The population of Natal in 1896 consisted of 50,000 Europeans, mostly English, 400,000 African natives, and 51,000 Indians, chiefly outcastes. The last group had been imported from India, chiefly as indentured workers on three or five-year contracts, to work the humid lowland plantations where the Negroes refused to work. Most of the Indians stayed, after their contracts were fulfilled, and were so industrious and intelligent that they began to rise very rapidly in an economic sense, especially in the retail trades. The whites, who were often indolent, resented such competition from dark-skinned persons and were generally indignant at Indian economic success. As Lionel Curtis told Gandhi in the Transvaal in 1903, “It is not the vices of Indians that Europeans in this country fear but their virtues.”
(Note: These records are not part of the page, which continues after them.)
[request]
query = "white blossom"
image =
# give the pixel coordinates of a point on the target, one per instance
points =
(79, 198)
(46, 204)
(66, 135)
When Gandhi first arrived in Natal in 1893, he found that that country, like most of South Africa, was rent with color hatred and group animosities. All political rights were in the hands of whites, while the nonwhites were subjected to various kinds of social and economic discriminations and segregations. When Gandhi first appeared in court, the judge ordered him to remove his turban (worn with European clothes); Gandhi refused, and left. Later, traveling on business in a first-class railway carriage to the Transvaal, he was ejected from the train at the insistence of a white passenger. He spent a bitterly cold night on the railway platform rather than move to a second- or third-class compartment when he had been sold a first-class ticket. For the rest of his life he traveled only third class. In the Transvaal he was unable to get a room in a hotel because of his color. These episodes gave him his new vocation: to establish that Indians were citizens of the British Empire and therefore entitled to equality under its laws. He was determined to use only peaceful methods of passive mass noncooperation to achieve his goal. His chief weapon would be love and submissiveness, even to those who treated him most brutally. His refusal to fear death or to avoid pain and his efforts to return love to those who tried to inflict injuries upon him made a powerful weapon, especially if it were practiced on a mass basis.

Gandhi’s methods were really derived from his own Hindu tradition, but certain elements in this tradition had been reinforced by reading Ruskin, Thoreau, Tolstoi, and the Sermon on the Mount. When he was brutally beaten by whites in Natal in 1897, he refused to prosecute, saying that it was not their fault that they had been taught evil ideas.

These methods gave the Indians of South Africa a temporary respite from the burden of intolerance under Gandhi’s leadership in the period 1893-1914. When the Transvaal proposed an ordinance compelling all Indians to register, be fingerprinted, and carry identity cards at all times, Gandhi organized a mass, peaceful refusal to register. Hundreds went to jail. Smuts worked out a compromise with Gandhi: if the Indians would register “voluntarily” the Transvaal would repeal the ordinance. After Gandhi had persuaded his compatriots to register, Smuts failed to carry out his part of the agreement, and the Indians solemnly burned their registration cards at a mass meeting. Then, to test the Transvaal ban on Indian immigration, Gandhi organized mass marches of Indians into the Transvaal from Natal. Others went from the Transvaal to Natal and returned, being arrested for crossing the frontier. At one time 2,500 of the 13,000 Indians in the Transvaal were in jail and 6,000 were in exile.